A year ago, the team that reported the heaviest elements ever created in a laboratory admitted it had made a mistake. Now, it seems that the results were a fraud.

In 1999, Victor Ninov of Lawrence Berkeley (Calif.) National Laboratory and his colleagues claimed to have made the first atoms of elements 118 and 116. They had fired krypton ions into a lead target in an accelerator. Their finding of the novel atoms with relatively long lifetimes, hundreds of microseconds, did more than add two new elements to the periodic table. The results lent support to a theory that some even heavier elements–if they, too, could be made–would remain stable for years (SN: 6/12/99, p. 372: https://www.sciencenews.org/sn_arc99/6_12_99/fob2.htm).

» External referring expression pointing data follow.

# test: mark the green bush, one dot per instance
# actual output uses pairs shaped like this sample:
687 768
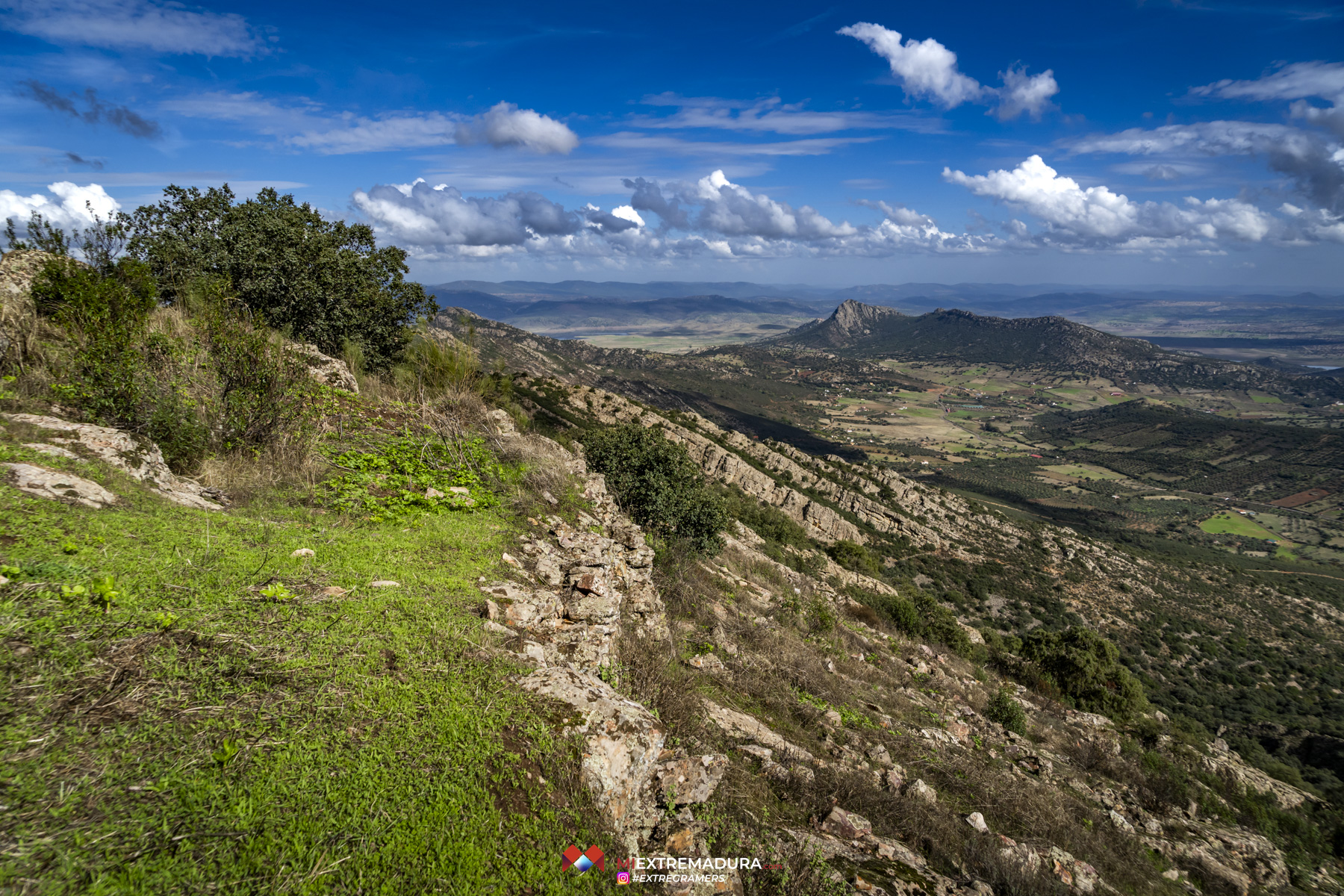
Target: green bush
658 484
1006 709
853 556
398 479
324 282
262 390
119 374
1086 669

However, no one, not even the Berkeley team, could reproduce the findings. Worse, a reanalysis of the original data showed no evidence of either element 118 or its decay product, element 116. So, last August, Ninov’s team retracted its claim, prompting heavy-element specialists to wonder openly about what sort of mix-up had led the team astray (SN: 8/4/01, p. 68: Researchers take an element off the table).

After a 5-month investigation, Berkeley lab examiners have concluded that the original finding was fraudulent. Lab spokesman Ronald R. Kolb confirms newspaper reports last week that Ninov, the leader of the 15 would-be codiscoverers, intentionally misled his colleagues–and everyone else–by fabricating data. Ninov was fired in May and is formally contesting his dismissal, Kolb adds.

This debacle harms the credibility of heavy-element studies, laments Ronald W. Lougheed of Lawrence Livermore (Calif.) National Laboratory. “It’s one thing to be wrong if you were tricked by the data . . . but the standard of honesty in this field is supposed to be high,” he says.

Nonetheless, the original data’s implosion hasn’t wiped out all signs of elements 116 and 118. Since the initial Berkeley results, Lougheed and his colleagues at Livermore and the Joint Institute for Nuclear Research in Dubna, Russia, reported creating a different form of element 116. Just 2 weeks ago, adds Dubna’s Yuri Ts. Oganessian, signs of a lone atom of element 118 turned up in the group’s preliminary analysis of a new experiment.